Hartling, who owns a villa near the resort, had the foresight to understand that there was a place for an exclusive resort on Long Bay Beach. “I sensed what you could create here that a lot of people weren’t getting an opportunity to see,” he said. He also capitalized on land acquisition, buying two parcels, he explained, that are the only ones on the beach large enough for resort commercial development—40 acres in total.
The Shore Club is most definitely a resort escape, but the project itself is a real estate play in disguise. All of the 38 units, which are then subdivided to create the 110 rooms, are for sale, and since opening, around 85 percent of the units have been sold. “We are designed as an upfront real estate game, and then figuring out how you make it run as a hotel afterwards,” Hartling said.
“With a hotel, there’s only one thing that values it—the cash flow—and there’s only one way to sell it—as a whole hotel. Here, the individual investor can say, ‘You know what, I actually see some growth in real estate.’
“We take a model where the cash flow alone for the investment is not enough, but when we can add capital appreciation and personal usage, it works.”
When owners aren’t occupying their units, they are rented out, with revenue split 50/50.

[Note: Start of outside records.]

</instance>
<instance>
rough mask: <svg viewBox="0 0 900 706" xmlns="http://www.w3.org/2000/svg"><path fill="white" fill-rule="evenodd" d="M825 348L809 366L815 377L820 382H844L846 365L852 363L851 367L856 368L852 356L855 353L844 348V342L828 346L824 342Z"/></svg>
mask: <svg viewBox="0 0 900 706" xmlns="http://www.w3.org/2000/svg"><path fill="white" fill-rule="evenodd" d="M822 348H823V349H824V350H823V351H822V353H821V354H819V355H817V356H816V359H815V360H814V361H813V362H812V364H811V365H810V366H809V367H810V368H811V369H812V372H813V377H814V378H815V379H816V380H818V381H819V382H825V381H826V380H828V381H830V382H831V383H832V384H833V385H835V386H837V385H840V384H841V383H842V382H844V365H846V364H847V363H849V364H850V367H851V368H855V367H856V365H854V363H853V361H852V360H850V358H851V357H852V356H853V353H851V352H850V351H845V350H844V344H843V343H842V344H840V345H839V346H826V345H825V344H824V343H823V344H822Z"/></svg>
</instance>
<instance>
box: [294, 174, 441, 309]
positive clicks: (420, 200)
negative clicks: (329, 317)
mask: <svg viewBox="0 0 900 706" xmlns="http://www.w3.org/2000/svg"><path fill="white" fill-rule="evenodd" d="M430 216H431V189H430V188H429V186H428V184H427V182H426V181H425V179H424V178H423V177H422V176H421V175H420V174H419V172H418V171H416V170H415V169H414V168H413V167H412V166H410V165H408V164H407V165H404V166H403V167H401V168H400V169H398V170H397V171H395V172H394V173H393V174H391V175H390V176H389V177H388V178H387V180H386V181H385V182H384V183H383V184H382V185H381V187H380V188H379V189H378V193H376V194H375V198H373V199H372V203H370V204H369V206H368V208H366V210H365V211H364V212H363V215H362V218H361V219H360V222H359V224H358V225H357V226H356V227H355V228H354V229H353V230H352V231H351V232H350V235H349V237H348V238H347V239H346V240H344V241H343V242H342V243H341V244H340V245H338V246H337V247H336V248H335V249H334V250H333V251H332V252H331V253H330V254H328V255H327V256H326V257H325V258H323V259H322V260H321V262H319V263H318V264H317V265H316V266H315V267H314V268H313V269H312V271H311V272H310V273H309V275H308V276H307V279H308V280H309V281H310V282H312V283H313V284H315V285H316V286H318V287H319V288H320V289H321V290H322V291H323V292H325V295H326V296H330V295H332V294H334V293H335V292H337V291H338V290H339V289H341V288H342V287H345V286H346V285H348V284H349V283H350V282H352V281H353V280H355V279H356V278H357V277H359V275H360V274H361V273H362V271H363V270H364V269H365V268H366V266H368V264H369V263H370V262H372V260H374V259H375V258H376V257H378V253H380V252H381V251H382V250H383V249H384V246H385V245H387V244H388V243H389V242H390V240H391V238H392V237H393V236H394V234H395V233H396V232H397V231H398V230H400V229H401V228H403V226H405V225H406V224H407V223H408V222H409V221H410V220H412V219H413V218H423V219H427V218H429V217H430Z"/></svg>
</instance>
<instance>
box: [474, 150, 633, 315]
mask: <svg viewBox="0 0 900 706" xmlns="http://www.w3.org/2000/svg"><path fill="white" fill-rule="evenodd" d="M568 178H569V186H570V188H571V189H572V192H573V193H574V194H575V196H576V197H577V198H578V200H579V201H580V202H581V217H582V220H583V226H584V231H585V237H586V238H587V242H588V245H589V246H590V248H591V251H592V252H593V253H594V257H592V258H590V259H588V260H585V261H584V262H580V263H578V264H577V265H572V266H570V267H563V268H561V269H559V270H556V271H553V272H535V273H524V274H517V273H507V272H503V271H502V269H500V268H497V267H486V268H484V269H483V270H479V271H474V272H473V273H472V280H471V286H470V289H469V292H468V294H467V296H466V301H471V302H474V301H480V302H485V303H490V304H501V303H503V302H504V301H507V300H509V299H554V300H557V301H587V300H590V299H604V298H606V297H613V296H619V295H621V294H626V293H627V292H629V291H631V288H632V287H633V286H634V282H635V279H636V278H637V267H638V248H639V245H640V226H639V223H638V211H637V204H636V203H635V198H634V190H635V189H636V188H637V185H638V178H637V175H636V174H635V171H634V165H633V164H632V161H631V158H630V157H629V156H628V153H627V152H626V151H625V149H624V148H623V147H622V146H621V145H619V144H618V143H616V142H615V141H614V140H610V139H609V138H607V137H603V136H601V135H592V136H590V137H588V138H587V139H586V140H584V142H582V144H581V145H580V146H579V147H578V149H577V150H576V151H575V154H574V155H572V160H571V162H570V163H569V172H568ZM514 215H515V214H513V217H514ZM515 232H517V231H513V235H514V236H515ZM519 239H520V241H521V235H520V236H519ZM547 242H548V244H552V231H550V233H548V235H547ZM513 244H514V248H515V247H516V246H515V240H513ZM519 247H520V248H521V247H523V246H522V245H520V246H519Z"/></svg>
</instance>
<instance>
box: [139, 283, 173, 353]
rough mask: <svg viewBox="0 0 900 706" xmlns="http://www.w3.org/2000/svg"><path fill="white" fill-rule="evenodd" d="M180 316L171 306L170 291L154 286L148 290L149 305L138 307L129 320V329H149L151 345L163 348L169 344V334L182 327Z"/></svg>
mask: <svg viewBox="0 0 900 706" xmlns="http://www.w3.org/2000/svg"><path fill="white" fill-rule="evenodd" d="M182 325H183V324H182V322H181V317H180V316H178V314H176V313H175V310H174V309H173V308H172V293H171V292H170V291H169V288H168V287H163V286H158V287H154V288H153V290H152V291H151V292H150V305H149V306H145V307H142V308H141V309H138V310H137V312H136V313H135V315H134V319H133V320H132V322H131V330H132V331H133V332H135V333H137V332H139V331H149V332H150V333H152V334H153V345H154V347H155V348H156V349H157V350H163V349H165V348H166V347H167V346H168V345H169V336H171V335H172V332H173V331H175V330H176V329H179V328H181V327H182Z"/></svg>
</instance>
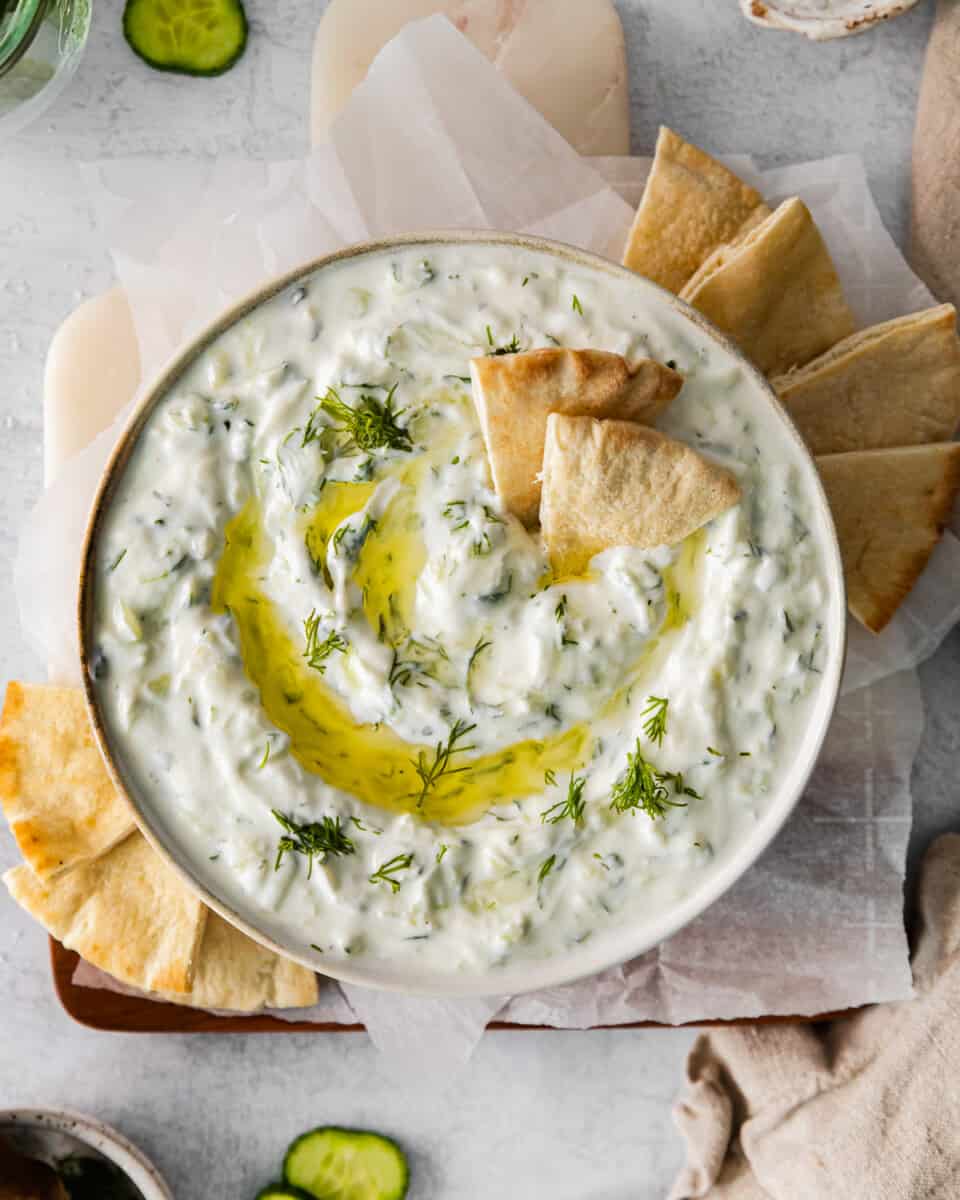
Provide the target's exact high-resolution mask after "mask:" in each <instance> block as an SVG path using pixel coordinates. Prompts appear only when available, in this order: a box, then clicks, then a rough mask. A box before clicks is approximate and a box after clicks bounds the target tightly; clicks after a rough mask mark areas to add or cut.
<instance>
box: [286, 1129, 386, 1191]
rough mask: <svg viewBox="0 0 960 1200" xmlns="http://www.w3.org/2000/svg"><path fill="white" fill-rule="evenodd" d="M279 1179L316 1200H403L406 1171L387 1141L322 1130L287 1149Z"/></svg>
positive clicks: (351, 1131) (385, 1139) (307, 1137)
mask: <svg viewBox="0 0 960 1200" xmlns="http://www.w3.org/2000/svg"><path fill="white" fill-rule="evenodd" d="M283 1180H284V1182H286V1183H290V1184H293V1186H294V1187H296V1188H302V1189H304V1192H306V1193H308V1194H310V1195H311V1196H314V1198H316V1200H403V1196H406V1195H407V1187H408V1184H409V1180H410V1172H409V1168H408V1166H407V1157H406V1154H404V1153H403V1151H402V1150H401V1148H400V1146H397V1144H396V1142H395V1141H391V1140H390V1139H389V1138H384V1136H382V1135H380V1134H378V1133H368V1132H366V1130H364V1129H340V1128H337V1127H336V1126H322V1127H320V1128H319V1129H311V1132H310V1133H305V1134H302V1135H301V1136H300V1138H298V1139H296V1141H294V1142H292V1144H290V1148H289V1150H288V1151H287V1156H286V1158H284V1159H283Z"/></svg>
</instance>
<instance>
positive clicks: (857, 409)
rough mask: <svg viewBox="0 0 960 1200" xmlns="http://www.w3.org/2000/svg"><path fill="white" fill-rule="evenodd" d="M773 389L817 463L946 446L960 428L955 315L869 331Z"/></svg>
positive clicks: (809, 365) (949, 314)
mask: <svg viewBox="0 0 960 1200" xmlns="http://www.w3.org/2000/svg"><path fill="white" fill-rule="evenodd" d="M770 385H772V386H773V389H774V390H775V391H776V394H778V395H779V397H780V400H781V402H782V403H784V407H785V408H786V409H787V412H788V413H790V415H791V416H792V419H793V421H794V424H796V425H797V428H798V430H799V431H800V434H802V436H803V438H804V440H805V442H806V443H808V445H809V446H810V449H811V450H812V452H814V454H816V455H828V454H842V452H846V451H850V450H878V449H887V448H890V446H898V445H919V444H924V443H929V442H944V440H948V439H949V438H952V437H953V434H954V433H955V432H956V427H958V425H960V337H958V334H956V310H955V308H954V307H953V305H949V304H946V305H938V306H936V307H934V308H926V310H924V311H922V312H913V313H908V314H906V316H904V317H895V318H894V319H893V320H886V322H883V323H881V324H878V325H871V326H870V328H869V329H864V330H860V331H859V332H857V334H853V335H852V336H850V337H845V338H844V340H842V341H841V342H838V343H836V346H833V347H832V348H830V349H828V350H827V352H826V353H824V354H821V355H820V356H818V358H816V359H814V360H812V361H810V362H808V364H806V366H803V367H798V368H796V370H793V371H790V372H787V373H786V374H781V376H776V377H775V378H773V379H772V380H770Z"/></svg>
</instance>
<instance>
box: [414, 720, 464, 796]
mask: <svg viewBox="0 0 960 1200" xmlns="http://www.w3.org/2000/svg"><path fill="white" fill-rule="evenodd" d="M475 728H476V726H475V725H467V722H466V721H461V720H457V721H455V722H454V727H452V728H451V730H450V733H449V736H448V738H446V742H438V743H437V748H436V750H434V752H433V761H432V762H431V761H430V760H428V758H427V754H426V750H421V751H420V754H419V755H418V756H416V758H415V760H413V764H414V769H415V770H416V774H418V776H419V779H420V792H419V793H418V796H416V806H418V808H421V806H422V804H424V800H425V799H426V798H427V796H428V794H430V792H431V791H432V788H434V787H436V786H437V784H438V782H439V780H440V779H442V778H443V776H444V775H458V774H460V773H461V772H464V770H469V767H451V766H450V761H451V758H452V757H454V755H455V754H466V752H467V751H468V750H475V749H476V748H475V746H474V745H466V746H458V745H457V742H460V740H461V738H466V736H467V734H468V733H469V732H470V731H472V730H475Z"/></svg>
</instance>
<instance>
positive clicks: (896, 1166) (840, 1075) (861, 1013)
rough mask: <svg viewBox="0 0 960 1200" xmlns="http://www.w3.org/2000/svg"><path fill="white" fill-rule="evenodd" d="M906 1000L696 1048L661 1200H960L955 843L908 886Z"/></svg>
mask: <svg viewBox="0 0 960 1200" xmlns="http://www.w3.org/2000/svg"><path fill="white" fill-rule="evenodd" d="M918 910H919V937H918V942H917V949H916V953H914V956H913V982H914V986H916V991H917V995H916V998H913V1000H908V1001H904V1002H902V1003H899V1004H883V1006H877V1007H875V1008H868V1009H863V1010H862V1012H858V1013H854V1014H853V1015H852V1016H848V1018H845V1019H842V1020H838V1021H835V1022H833V1024H832V1025H828V1026H821V1027H814V1026H776V1025H767V1026H763V1025H754V1026H742V1027H739V1026H730V1027H726V1028H718V1030H712V1031H710V1032H709V1033H707V1034H704V1036H703V1037H701V1038H698V1039H697V1042H696V1044H695V1045H694V1049H692V1050H691V1052H690V1058H689V1060H688V1088H686V1094H685V1097H684V1098H683V1099H682V1100H680V1102H679V1103H678V1104H677V1108H676V1109H674V1118H676V1121H677V1124H678V1127H679V1129H680V1132H682V1133H683V1135H684V1138H685V1139H686V1144H688V1165H686V1168H685V1169H684V1170H683V1171H682V1172H680V1175H679V1177H678V1178H677V1182H676V1183H674V1186H673V1190H672V1192H671V1200H694V1198H697V1200H698V1198H702V1196H707V1198H709V1200H956V1198H960V1078H959V1076H960V835H958V834H947V835H944V836H942V838H940V839H938V840H937V841H935V842H934V845H932V846H931V847H930V850H929V851H928V853H926V858H925V860H924V864H923V870H922V875H920V882H919V905H918Z"/></svg>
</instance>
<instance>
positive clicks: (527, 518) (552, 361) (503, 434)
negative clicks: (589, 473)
mask: <svg viewBox="0 0 960 1200" xmlns="http://www.w3.org/2000/svg"><path fill="white" fill-rule="evenodd" d="M470 378H472V380H473V396H474V403H475V404H476V413H478V416H479V419H480V427H481V430H482V431H484V440H485V443H486V449H487V458H488V461H490V469H491V474H492V476H493V486H494V488H496V490H497V494H498V496H499V497H500V498H502V499H503V502H504V504H505V505H506V508H508V509H509V510H510V511H511V512H512V514H514V515H515V516H516V517H518V520H520V521H522V522H523V523H524V524H526V526H533V524H536V515H538V511H539V508H540V468H541V466H542V462H544V439H545V437H546V428H547V416H548V414H550V413H571V414H580V415H590V416H619V418H622V419H624V420H631V421H653V420H655V418H656V416H658V415H659V414H660V413H662V412H664V409H665V408H666V407H667V404H668V403H670V402H671V401H672V400H673V397H674V396H676V395H677V392H678V391H679V390H680V388H682V386H683V377H682V376H679V374H678V373H677V372H676V371H673V370H671V368H670V367H665V366H662V365H661V364H660V362H654V361H653V360H652V359H642V360H640V361H638V362H635V364H628V362H626V360H625V359H623V358H622V356H620V355H619V354H610V353H608V352H606V350H571V349H565V348H553V347H548V348H546V349H540V350H522V352H520V353H517V354H503V355H497V356H493V355H488V356H486V358H481V359H473V360H472V362H470Z"/></svg>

The development is a study in Barbadian modern luxury style. The hotel is also stealthy laid out: Hartling and Miami-based architecture firm RAD purposely curved all the resort’s walkways so that guests can never see more than 30 feet in front of them, giving the property a serpentine effect.
Absent of The Shore Club—and for the vast majority of Turks & Caicos hotels—is a hard brand. To Hartling, it’s a simple matter of dollars and sense. “We use what would be brand dollars and convert those into marketing dollars,” Hartling said. “I’m not saying the brands aren’t viable here, I just think conventional hotels without a residential component have been a harder thing to get financed and to get institutional investors to support. That narrows down how many brands necessarily want to be in the space, and understand the space.”
Hartling admits that is changing (a new Ritz-Carlton is in the works). “As the brands wrap themselves around the fact that these are proven concepts, then you’re going to see more. It’ll be the next progression, but the Caribbean is not an easy spot to come in and throw down standard operating procedures.
A perfectionist with three resorts under his belt, Hartling hasn’t yet committed to his next project. “I tell the team, I’d sooner do five resorts and have them all succeed than to do six and have one fail,” he said.